Last night, our kettlebells instructor, Helga to you, taught her last class.
“Hi everyone. I’ve been thinking about this for awhile, and I’m quitting.”
She set her bag down and explained. She told us about the near-constant searing pain in her shoulder. She’s battled it off and on for the last 2 years. She’s had massages, chiropractor treatments and cortisone shots. She’s had X-rays, too. Nothing seems to totally get rid of it, save possibly complete rest. She got a full-time job a few months back. Making it in to teach night class has become increasingly difficult as well. She’s taught for 6 years.

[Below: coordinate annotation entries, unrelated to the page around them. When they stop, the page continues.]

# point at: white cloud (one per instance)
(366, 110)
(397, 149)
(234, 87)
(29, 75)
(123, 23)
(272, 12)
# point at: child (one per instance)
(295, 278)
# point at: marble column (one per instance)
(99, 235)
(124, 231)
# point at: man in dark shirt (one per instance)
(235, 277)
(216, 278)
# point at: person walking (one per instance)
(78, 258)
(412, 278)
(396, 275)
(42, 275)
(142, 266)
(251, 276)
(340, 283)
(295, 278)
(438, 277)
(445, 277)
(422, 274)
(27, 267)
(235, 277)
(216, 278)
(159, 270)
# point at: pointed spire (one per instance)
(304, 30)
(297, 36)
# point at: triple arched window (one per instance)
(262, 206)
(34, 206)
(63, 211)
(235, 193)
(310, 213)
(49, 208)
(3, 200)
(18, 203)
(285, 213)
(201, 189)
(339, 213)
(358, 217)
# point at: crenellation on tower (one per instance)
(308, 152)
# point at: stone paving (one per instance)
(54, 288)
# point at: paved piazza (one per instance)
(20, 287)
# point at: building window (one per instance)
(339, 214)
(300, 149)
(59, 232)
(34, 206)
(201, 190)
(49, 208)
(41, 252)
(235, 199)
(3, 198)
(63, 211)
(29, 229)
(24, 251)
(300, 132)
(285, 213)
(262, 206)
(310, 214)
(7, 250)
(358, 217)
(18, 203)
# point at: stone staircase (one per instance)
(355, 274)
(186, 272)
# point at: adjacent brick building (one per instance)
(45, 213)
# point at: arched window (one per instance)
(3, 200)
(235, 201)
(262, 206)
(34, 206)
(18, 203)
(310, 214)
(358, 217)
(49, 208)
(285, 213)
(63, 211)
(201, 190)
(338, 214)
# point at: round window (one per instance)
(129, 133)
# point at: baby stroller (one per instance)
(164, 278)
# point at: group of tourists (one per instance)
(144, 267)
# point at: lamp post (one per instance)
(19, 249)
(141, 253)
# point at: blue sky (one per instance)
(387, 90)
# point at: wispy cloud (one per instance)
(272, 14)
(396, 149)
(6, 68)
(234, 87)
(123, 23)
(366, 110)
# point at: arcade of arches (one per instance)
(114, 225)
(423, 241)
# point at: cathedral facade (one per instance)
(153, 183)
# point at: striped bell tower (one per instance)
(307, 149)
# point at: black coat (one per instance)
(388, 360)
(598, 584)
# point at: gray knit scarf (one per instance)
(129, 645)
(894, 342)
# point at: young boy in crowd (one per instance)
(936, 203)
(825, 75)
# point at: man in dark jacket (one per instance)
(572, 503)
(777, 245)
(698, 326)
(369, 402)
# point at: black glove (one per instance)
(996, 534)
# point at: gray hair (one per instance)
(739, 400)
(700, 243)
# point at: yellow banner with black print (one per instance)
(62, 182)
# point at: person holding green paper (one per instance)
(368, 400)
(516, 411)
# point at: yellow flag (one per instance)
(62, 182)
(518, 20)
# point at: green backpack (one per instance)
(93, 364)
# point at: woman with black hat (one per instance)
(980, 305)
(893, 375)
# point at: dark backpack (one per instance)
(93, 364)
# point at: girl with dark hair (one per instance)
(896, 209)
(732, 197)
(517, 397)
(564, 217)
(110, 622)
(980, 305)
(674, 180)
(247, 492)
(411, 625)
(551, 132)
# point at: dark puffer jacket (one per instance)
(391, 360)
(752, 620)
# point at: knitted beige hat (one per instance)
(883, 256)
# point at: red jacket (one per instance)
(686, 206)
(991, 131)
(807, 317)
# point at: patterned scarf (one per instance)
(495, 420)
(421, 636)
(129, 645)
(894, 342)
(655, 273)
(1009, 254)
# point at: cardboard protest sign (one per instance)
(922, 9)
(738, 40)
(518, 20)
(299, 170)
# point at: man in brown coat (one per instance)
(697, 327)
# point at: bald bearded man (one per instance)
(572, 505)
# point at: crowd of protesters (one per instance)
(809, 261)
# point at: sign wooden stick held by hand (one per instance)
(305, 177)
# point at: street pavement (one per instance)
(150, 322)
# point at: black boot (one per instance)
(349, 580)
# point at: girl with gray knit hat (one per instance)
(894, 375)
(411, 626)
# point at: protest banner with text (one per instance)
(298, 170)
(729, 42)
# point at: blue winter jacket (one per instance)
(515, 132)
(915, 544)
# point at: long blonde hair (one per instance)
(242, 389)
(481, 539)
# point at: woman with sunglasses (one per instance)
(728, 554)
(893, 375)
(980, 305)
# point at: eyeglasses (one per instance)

While out on a run this morning, I thought back over the classes I attended. I remembered learning how to swing correctly. Trust me, that took more than a year. Morning classes I didn’t bother to put on makeup, except for maybe lipgloss or lipstick. After breakfast and coffee, I threw on clean workout clothes and drove up the hill to the gym. Over time, I acquired callouses. They peeled. Sometimes they bled. I got bruises on my forearms and sometimes my legs, if I knocked myself with a bell. I took on larger weights as I mastered an exercise. Sweat ran into my eyes. We did innumerable jump squats, reaching for the sky like frogs on steroids. I found muscles I didn’t know I had. We passed large balls from outstretched legs to outstretched arms, like a band of Cirque du Soleil rejects. All of this set to the lilting background music of Ozzie, AC/DC and Guns N Roses.
And I loved every minute of it.
For now, us merry few who are regulars will take turns teaching the class. But it won’t be the same. Each of us came face to face with the limits of our inner resilience under her instruction. We pushed past them and found new levels to play on.
“You know,” Helga said to me with a smile as we stretched out at the close of class, “you guys are the reason I kept coming back.”
She’s the reason we kept coming back. She made us feel like we could take on the world. Thanks for everything. So long, sensei.